Aus: Buchstabe Mim
72.
Du blick'st auf mich, und meine Leiden
Vermehr'st du augenblicklich mir.
Ich blick' auf dich, und augenblicklich
Vermehrt sich meine Lust nach dir.
Du frägst nicht nach, wie es mir gehe?
Was hast du denn im Sinne? sprich!
Du müh'st dich nicht um meine Heilung:
Wie? weisst du denn nicht leidend mich?
Ist's Recht, mich in den Staub zu schleudern?

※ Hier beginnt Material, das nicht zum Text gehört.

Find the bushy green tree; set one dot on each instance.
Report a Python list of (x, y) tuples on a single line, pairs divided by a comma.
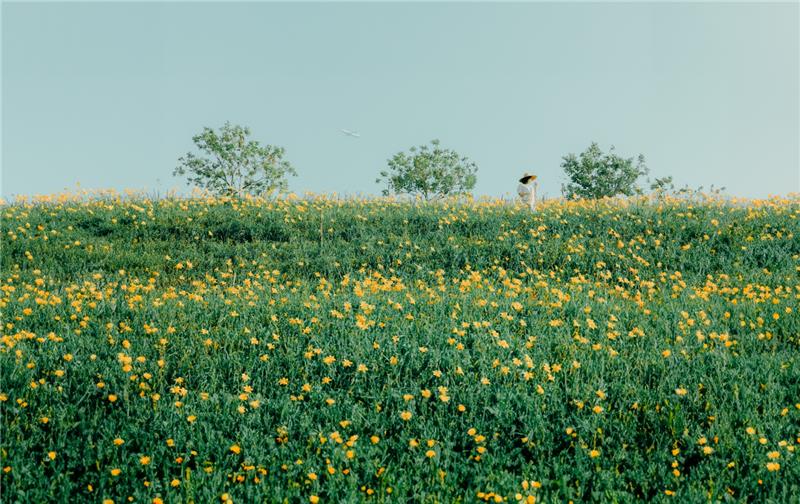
[(232, 165), (430, 171), (595, 174)]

Und dann vorbei zu geh'n an mir?
O komm' und frage wie's mir gehe!
Dann werde ich zum Wegstaub dir.
Ich lasse deinen Saum nicht fahren
Als nur im Grabe, und auch dann
Hängt - kömmst am Grabe du vorüber -
Mein Staub sich deinem Saume an.
Dein Liebesgram hemmt mir den Athem:
Sprich, bis wie lang bethörst du mich?
Du liessest mich zu Grunde gehen
Und sagest nicht: »Erhole dich!«
Ich forderte von deiner Locke
Zur Nachtzeit einst mein Herz zurück,
Da sah ich dein Gesicht1, und schlürfte
Aus deines Mundes Glas das Glück;
Flugs zog ich dich an meinen Busen:
Da kräuselte sich hold dein Haar,
Und, meine Lippe an der deinen,
Bracht' ich dir Herz und Seele dar;
Und als du auf die grünen Felder
Lustwandeln gingest ohne mich,2
Da löste eine rothe Thräne
Von meiner gelben Wange sich.
Sei du nur freundlich mit Hafisen,
Mag dann der Feind erblassen auch:
Wenn nur bei dir ich Wärme finde,
Was liegt am kalten Feindeshauch?
1 Bei dem hellen Glanze nämlich, den
deine Locke verbreitet.
2 Bi ma, ohne mich, ohne uns, kann aber auch heissen:
ohne Wasser, eine Wortspielerei, in der sich der Dichter hier um so
besser gefiel, als bei Erwähnung der grünen Felder, der rothen
Thräne und der gelben Wange ihm auch die zwar nicht
ausgesprochene, aber doch darunter gemeinte weisse Farbe des
Wassers nicht fehlen zu dürfen schien.